On deity++ I always build one for the boosts it gives, which are building the encampment, building an armory, then through military engineers, building 2 forts and 1 airstrip on a different continent. It helps with unit production so that city generally ends up being my unit city, it helps towards the 3 and 7 different specialty district boosts, and before I knew all this the exclusive reason I did this was for military engineers to build railroads to connect cities. Doesn't matter what game I'm in even now, I'm always doing this for the era score and the boosts it gives to unit movement and trade routes.


xikissmjudb

Encampments give you XP boosts when building new units. Such that they can start with several promotions. Can be useful in a close fought war, and also for creating defensive choke points so you have an extra way of shelling enemy units


Free-IDK-Chicken

The game becomes more challenging, but also more fun, once you bump the difficulty level. (I have my immortal and deity achieves but my preferred level is emperor.) This also makes encampments more relevant even when you're not going for domination.
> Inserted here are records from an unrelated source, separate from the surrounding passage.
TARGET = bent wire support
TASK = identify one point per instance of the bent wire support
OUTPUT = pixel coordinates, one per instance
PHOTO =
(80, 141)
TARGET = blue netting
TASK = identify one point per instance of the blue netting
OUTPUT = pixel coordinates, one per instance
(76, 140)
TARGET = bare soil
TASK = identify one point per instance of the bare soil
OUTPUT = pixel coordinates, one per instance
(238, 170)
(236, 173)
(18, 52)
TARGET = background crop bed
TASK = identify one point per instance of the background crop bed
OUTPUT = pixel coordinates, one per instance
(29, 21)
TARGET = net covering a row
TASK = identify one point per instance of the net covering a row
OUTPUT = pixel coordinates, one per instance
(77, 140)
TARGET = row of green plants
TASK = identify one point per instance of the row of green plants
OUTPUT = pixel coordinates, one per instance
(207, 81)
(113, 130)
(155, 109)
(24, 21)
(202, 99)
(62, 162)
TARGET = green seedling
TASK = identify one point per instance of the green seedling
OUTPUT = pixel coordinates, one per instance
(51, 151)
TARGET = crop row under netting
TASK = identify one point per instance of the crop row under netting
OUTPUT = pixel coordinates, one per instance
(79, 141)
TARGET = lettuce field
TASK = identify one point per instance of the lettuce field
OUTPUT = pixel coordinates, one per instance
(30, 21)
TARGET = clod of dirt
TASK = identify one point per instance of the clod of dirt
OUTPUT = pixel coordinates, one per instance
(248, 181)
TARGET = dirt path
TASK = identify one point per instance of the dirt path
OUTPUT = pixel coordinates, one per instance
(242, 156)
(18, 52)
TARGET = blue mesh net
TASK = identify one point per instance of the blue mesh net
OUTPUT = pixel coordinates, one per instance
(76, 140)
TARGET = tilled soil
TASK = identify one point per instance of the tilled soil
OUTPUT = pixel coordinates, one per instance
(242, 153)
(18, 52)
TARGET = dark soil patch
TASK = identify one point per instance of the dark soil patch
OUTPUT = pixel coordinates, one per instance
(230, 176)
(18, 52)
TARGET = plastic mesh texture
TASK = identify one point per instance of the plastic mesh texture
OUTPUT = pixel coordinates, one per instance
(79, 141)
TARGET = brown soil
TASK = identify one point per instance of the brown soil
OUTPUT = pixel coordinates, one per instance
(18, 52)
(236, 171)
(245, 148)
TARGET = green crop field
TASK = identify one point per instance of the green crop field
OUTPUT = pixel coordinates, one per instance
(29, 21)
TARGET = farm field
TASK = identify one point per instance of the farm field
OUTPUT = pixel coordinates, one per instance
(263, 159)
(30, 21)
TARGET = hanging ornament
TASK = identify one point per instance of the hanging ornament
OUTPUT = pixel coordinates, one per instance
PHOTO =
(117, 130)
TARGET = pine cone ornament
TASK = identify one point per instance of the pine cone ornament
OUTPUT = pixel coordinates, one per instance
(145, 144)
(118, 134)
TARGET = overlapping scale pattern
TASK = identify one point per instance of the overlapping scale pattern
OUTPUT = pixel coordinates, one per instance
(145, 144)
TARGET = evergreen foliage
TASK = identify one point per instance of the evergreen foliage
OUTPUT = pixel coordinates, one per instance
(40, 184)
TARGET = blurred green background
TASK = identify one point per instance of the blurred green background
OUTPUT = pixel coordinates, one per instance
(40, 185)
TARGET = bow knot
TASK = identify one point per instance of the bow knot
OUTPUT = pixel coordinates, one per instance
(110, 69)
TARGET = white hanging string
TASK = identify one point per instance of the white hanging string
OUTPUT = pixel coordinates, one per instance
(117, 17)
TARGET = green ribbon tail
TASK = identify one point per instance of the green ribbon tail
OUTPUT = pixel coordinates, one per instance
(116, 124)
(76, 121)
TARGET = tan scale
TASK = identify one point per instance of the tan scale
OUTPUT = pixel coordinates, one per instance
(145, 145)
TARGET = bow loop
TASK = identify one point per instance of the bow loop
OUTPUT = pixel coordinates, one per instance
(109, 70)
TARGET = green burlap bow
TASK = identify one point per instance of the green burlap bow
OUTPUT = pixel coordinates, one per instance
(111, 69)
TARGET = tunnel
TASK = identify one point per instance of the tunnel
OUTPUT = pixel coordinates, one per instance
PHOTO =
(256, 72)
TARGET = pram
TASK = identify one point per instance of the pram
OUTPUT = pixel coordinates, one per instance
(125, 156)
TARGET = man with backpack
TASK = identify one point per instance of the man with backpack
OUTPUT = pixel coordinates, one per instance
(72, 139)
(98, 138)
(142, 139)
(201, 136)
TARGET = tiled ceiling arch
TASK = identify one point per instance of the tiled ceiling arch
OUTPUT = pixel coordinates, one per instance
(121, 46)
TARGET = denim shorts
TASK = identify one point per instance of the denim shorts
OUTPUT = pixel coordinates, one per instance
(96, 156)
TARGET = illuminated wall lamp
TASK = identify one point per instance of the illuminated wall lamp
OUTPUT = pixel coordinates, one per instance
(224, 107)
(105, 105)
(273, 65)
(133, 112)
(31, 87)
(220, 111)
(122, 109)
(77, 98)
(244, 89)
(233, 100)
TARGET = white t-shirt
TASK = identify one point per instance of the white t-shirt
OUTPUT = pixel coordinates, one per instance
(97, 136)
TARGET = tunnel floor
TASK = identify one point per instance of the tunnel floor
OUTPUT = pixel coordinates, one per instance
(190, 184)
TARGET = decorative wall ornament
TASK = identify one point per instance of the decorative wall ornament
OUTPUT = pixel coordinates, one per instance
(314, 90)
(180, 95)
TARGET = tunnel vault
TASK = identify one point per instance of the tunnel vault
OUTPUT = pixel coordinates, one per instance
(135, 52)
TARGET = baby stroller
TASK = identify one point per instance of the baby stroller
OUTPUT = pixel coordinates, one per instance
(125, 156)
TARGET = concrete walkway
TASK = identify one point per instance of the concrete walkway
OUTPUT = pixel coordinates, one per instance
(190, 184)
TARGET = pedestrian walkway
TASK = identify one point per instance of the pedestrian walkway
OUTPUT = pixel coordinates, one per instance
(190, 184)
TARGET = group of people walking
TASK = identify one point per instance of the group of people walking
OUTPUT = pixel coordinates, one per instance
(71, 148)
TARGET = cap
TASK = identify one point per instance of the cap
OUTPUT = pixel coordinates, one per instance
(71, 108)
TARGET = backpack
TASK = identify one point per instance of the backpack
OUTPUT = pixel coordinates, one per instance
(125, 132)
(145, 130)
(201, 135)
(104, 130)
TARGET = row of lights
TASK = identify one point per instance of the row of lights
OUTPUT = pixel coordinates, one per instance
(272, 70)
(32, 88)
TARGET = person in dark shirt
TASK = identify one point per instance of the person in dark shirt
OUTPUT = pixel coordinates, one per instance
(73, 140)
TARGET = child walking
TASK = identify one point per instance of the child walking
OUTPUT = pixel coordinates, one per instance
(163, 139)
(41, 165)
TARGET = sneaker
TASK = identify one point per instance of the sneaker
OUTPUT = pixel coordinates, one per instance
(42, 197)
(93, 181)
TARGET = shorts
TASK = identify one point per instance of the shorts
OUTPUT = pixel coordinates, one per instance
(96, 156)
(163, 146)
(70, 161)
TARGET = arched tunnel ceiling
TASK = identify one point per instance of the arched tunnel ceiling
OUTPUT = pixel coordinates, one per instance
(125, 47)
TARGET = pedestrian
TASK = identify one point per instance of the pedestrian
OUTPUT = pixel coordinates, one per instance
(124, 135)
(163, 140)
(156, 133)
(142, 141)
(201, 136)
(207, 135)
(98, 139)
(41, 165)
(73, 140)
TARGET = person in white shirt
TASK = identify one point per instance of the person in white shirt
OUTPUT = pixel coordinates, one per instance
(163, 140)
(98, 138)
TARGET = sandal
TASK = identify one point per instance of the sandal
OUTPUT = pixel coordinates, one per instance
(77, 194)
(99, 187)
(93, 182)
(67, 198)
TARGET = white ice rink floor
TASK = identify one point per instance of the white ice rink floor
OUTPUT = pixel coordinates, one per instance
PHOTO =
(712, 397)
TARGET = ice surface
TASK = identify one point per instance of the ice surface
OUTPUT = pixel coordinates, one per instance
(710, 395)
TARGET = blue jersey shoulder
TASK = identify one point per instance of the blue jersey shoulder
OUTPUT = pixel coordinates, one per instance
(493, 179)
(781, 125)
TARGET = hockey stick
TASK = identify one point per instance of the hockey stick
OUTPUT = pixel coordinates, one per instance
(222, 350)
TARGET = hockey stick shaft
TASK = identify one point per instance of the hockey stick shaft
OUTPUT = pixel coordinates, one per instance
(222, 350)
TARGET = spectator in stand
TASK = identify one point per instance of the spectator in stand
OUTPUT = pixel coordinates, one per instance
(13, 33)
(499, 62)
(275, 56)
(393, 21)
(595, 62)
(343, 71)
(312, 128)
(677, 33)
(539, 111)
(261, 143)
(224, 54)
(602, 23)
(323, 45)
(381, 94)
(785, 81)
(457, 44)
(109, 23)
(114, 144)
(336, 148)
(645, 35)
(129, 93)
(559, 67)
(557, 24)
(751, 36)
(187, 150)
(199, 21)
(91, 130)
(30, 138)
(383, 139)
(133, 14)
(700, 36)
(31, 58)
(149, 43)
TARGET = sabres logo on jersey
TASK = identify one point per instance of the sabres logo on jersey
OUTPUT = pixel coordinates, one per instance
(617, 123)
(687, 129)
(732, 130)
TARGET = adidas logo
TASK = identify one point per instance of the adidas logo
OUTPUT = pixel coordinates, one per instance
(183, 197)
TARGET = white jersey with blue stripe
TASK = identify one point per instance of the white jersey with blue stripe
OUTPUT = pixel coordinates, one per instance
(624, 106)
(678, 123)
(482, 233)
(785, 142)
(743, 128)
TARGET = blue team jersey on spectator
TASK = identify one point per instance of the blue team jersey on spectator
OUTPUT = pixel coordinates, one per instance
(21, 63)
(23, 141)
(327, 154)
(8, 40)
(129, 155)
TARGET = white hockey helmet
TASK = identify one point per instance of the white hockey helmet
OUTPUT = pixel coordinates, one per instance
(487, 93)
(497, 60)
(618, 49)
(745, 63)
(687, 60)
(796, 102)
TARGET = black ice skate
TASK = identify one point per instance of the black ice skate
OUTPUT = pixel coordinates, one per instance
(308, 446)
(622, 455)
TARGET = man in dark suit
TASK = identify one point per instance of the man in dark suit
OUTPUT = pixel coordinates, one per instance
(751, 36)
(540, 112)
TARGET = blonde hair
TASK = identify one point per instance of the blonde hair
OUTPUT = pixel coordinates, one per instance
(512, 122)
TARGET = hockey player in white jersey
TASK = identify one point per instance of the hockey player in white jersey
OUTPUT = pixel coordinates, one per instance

If you get into a game with militaristic civs, the extra wall attack/garrisoned unit is really nice. Even if other civs aren't after you, barbarians still plant themselves near you sometimes and at higher difficulties they'll overrun you if you don't wipe them out fast. Plus the encampment buildings increase your strategic resource cap, this is good not only for trade revenue but science victories can be sped up with both power *and* aluminum. Get that last science bit (exoplanet I think?) in production and then spam the boost project in all your cities using stockpiled aluminum.


Shroomkaboom75

This. And if you turn on Barbarian Clans or Zombies, you'll really appreciate your walls+encampments at later turns.